By both students and the University as a whole, these staff members can be forgotten, or their hard work unappreciated. In the case of students, however, there is consistent work to value and more importantly, support these campus community members, as there is a history of campus activism regarding TDR employees. 

Not formally acknowledging the passing of a member of the campus community, as the University does for students, professors and other administrative members, seems dismissive. Students may have never interacted with a member of the administration, and while their passing should be acknowledged, students would also like the life of someone who talked to them everyday, perhaps for four years, to be given that recognition too.

Students are connecting with TDR staff members, and their death could be difficult to deal with. As the University generally does when other campus members pass, they provide a reminder of resources that students can access in dealing with grief. This situation, however, did not provide that necessary opportunity for encouragement to discuss a students grief. Instead, the University allowed for a situation where the onus is on students to talk about their memories surrounding Beagle and their feelings of grief. This emphasizes what seems to be an ignorance by the University as to how much students care about the people working with them.

The inconsistency in messaging about deaths of campus members is an issue for students. There do not always seem to be formal notifications about the death of faculty and administrators, and certainly not for staff members on campus. This can leave students in the dark about what has happened to someone who may have made an impact on their AU experience, and wondering what to do with their grief. 

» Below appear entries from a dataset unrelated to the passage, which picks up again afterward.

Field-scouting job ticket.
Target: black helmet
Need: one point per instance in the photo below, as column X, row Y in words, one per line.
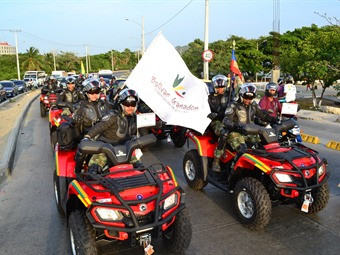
column 290, row 79
column 248, row 91
column 128, row 97
column 219, row 81
column 269, row 86
column 280, row 81
column 70, row 80
column 91, row 86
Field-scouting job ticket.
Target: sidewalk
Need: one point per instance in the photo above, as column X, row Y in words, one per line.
column 12, row 115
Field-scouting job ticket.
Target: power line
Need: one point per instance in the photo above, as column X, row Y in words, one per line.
column 170, row 18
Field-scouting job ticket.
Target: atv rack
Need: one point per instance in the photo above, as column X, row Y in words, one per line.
column 133, row 223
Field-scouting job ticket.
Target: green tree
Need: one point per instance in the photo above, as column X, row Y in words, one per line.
column 32, row 61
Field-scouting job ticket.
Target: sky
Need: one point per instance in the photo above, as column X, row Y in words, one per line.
column 69, row 25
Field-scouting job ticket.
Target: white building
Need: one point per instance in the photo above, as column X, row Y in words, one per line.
column 6, row 49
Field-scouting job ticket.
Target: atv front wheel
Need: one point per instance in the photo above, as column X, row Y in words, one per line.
column 321, row 197
column 252, row 203
column 57, row 192
column 178, row 236
column 42, row 110
column 82, row 234
column 179, row 137
column 193, row 170
column 54, row 139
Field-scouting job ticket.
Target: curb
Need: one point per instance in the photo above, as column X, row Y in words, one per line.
column 310, row 138
column 333, row 145
column 6, row 163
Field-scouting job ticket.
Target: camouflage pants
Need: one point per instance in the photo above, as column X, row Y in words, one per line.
column 217, row 126
column 66, row 111
column 101, row 160
column 235, row 140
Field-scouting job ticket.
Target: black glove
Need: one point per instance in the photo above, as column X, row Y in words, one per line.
column 212, row 115
column 79, row 119
column 239, row 127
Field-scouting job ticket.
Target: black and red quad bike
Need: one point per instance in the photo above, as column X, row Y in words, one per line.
column 47, row 98
column 269, row 174
column 122, row 203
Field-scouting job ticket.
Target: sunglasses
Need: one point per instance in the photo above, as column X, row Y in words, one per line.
column 92, row 92
column 248, row 97
column 132, row 103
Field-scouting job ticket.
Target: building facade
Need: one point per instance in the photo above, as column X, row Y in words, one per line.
column 6, row 49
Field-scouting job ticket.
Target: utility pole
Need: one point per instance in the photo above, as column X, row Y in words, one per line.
column 206, row 40
column 55, row 66
column 143, row 37
column 87, row 63
column 112, row 61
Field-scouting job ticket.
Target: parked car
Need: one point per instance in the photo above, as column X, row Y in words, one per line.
column 21, row 85
column 10, row 87
column 31, row 83
column 3, row 96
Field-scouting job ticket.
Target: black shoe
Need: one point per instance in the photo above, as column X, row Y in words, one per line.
column 216, row 165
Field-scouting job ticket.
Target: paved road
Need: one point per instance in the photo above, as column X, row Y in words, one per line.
column 30, row 224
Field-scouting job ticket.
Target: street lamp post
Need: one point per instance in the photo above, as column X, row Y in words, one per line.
column 206, row 40
column 142, row 35
column 257, row 48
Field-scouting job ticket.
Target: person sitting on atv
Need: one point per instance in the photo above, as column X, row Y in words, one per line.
column 269, row 102
column 117, row 127
column 70, row 95
column 236, row 116
column 218, row 102
column 50, row 85
column 92, row 109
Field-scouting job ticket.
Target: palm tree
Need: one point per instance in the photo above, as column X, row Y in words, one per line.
column 32, row 62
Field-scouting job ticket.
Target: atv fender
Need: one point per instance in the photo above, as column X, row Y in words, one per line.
column 65, row 163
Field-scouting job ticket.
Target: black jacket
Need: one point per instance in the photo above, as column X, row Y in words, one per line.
column 90, row 113
column 73, row 96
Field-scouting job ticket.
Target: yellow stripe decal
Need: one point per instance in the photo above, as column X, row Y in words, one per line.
column 258, row 163
column 198, row 145
column 81, row 193
column 173, row 176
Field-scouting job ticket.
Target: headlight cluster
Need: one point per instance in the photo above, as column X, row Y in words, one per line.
column 170, row 201
column 283, row 177
column 107, row 214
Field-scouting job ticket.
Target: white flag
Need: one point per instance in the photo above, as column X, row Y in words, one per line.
column 165, row 84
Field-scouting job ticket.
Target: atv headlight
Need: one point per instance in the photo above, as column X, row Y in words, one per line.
column 170, row 201
column 107, row 214
column 321, row 169
column 283, row 177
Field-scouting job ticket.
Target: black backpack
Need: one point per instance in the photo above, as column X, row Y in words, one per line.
column 68, row 136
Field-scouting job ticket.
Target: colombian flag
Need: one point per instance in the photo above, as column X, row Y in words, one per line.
column 82, row 67
column 234, row 66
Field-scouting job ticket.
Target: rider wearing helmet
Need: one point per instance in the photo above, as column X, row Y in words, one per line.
column 218, row 102
column 91, row 110
column 117, row 127
column 70, row 95
column 236, row 116
column 269, row 102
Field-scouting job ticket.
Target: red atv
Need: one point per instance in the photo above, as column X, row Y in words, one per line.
column 55, row 118
column 270, row 173
column 47, row 98
column 123, row 203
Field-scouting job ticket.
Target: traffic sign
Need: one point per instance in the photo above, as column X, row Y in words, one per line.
column 207, row 55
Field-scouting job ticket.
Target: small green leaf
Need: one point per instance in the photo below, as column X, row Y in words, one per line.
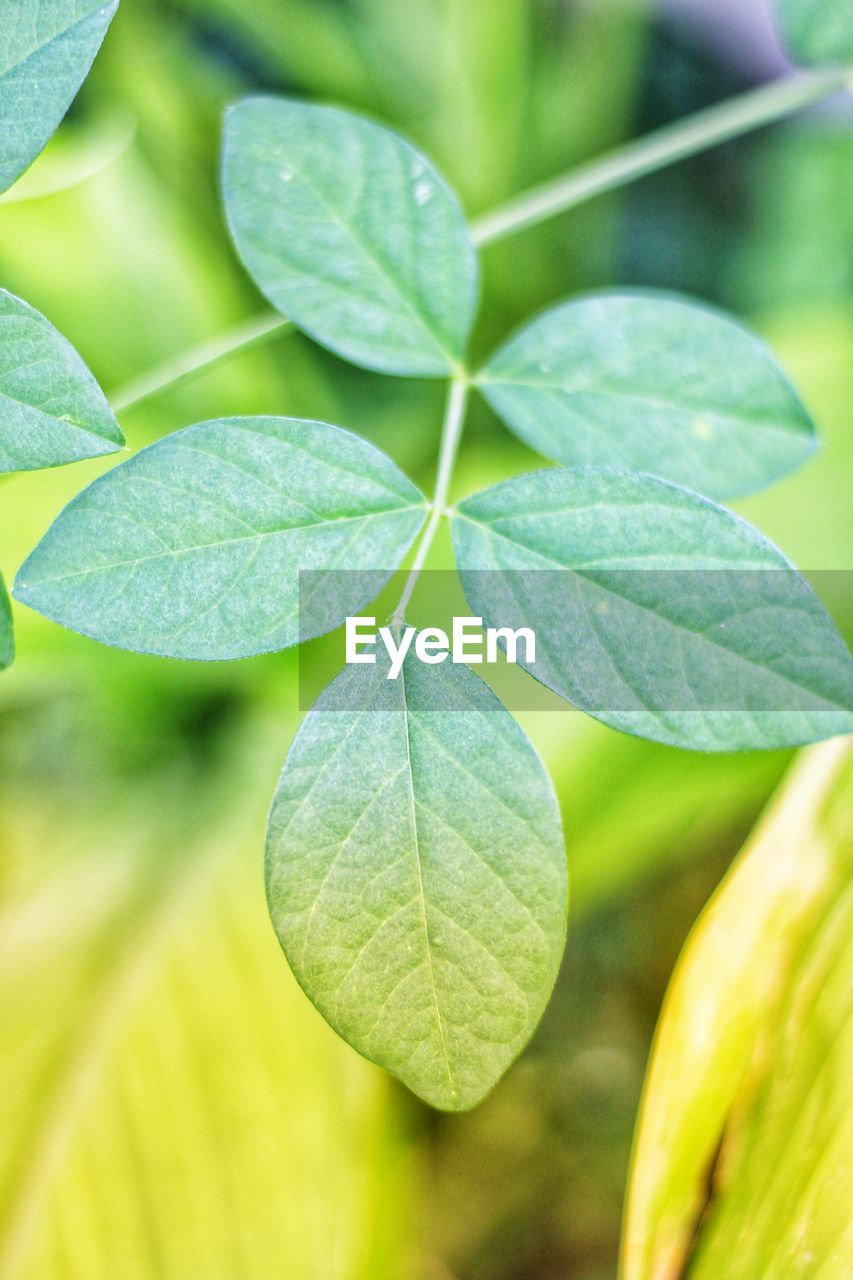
column 192, row 548
column 416, row 876
column 817, row 32
column 655, row 609
column 351, row 233
column 51, row 410
column 651, row 383
column 46, row 49
column 742, row 1162
column 7, row 632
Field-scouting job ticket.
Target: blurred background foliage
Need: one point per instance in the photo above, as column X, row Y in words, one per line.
column 172, row 1106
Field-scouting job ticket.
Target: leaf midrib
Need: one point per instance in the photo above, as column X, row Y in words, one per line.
column 652, row 402
column 422, row 895
column 337, row 218
column 223, row 542
column 678, row 626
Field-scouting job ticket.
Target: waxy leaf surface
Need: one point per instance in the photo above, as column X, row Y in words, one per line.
column 7, row 634
column 416, row 876
column 817, row 32
column 651, row 383
column 655, row 609
column 351, row 233
column 46, row 49
column 194, row 548
column 51, row 410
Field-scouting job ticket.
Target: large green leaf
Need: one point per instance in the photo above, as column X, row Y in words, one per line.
column 51, row 410
column 655, row 609
column 7, row 632
column 416, row 876
column 170, row 1105
column 46, row 49
column 742, row 1165
column 194, row 548
column 651, row 383
column 817, row 31
column 350, row 232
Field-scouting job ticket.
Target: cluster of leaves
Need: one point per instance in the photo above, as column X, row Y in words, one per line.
column 51, row 410
column 416, row 873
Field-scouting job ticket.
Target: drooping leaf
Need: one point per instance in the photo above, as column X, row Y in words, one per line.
column 169, row 1102
column 7, row 632
column 351, row 233
column 416, row 876
column 655, row 609
column 51, row 410
column 194, row 548
column 46, row 49
column 651, row 383
column 817, row 32
column 742, row 1160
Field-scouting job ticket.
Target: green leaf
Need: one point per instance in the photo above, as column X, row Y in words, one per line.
column 7, row 632
column 655, row 609
column 651, row 383
column 51, row 410
column 194, row 548
column 742, row 1160
column 817, row 32
column 170, row 1105
column 351, row 233
column 416, row 876
column 46, row 49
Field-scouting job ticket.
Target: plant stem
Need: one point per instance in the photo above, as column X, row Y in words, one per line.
column 208, row 353
column 451, row 435
column 635, row 160
column 656, row 150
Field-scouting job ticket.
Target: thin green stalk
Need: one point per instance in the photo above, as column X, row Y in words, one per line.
column 188, row 362
column 451, row 435
column 666, row 146
column 635, row 160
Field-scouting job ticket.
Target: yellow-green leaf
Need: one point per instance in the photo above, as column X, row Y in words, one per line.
column 742, row 1165
column 170, row 1106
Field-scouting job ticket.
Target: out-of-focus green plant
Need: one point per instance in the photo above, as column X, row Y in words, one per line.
column 743, row 1150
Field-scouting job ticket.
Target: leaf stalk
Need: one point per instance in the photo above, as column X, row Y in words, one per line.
column 451, row 435
column 665, row 146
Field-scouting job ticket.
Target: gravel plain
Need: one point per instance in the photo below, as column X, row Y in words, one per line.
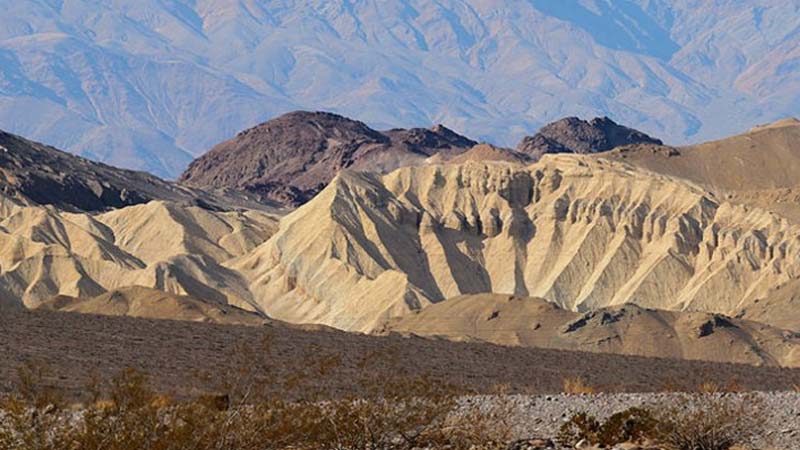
column 541, row 416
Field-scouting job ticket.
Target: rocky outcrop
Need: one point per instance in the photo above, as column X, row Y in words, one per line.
column 573, row 135
column 580, row 232
column 289, row 159
column 34, row 173
column 627, row 329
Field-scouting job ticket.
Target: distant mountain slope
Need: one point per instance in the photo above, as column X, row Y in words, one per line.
column 629, row 329
column 292, row 157
column 38, row 174
column 150, row 84
column 579, row 231
column 573, row 135
column 759, row 167
column 173, row 248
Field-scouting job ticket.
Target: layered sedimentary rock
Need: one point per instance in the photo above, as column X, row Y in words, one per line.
column 628, row 329
column 580, row 232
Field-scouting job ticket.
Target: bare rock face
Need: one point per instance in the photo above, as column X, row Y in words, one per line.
column 37, row 174
column 583, row 233
column 573, row 135
column 291, row 158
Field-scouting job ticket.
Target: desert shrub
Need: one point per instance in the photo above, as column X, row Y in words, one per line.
column 577, row 385
column 631, row 425
column 708, row 422
column 32, row 385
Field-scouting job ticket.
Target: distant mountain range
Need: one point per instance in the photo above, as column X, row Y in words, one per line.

It is vital that students feel that if something happens to someone on campus, unless there is a desire for privacy from the family, that they will know what happened. Grief and sadness are complicated feelings that can be further complicated by the feeling that students may not “know” a staff member as well as their family or friends. Formal acknowledgement by the University of the impact that someone like Anthony Beagle had on students, someone who may have talked to them every day or who was just a friendly face, is the least that students ask for.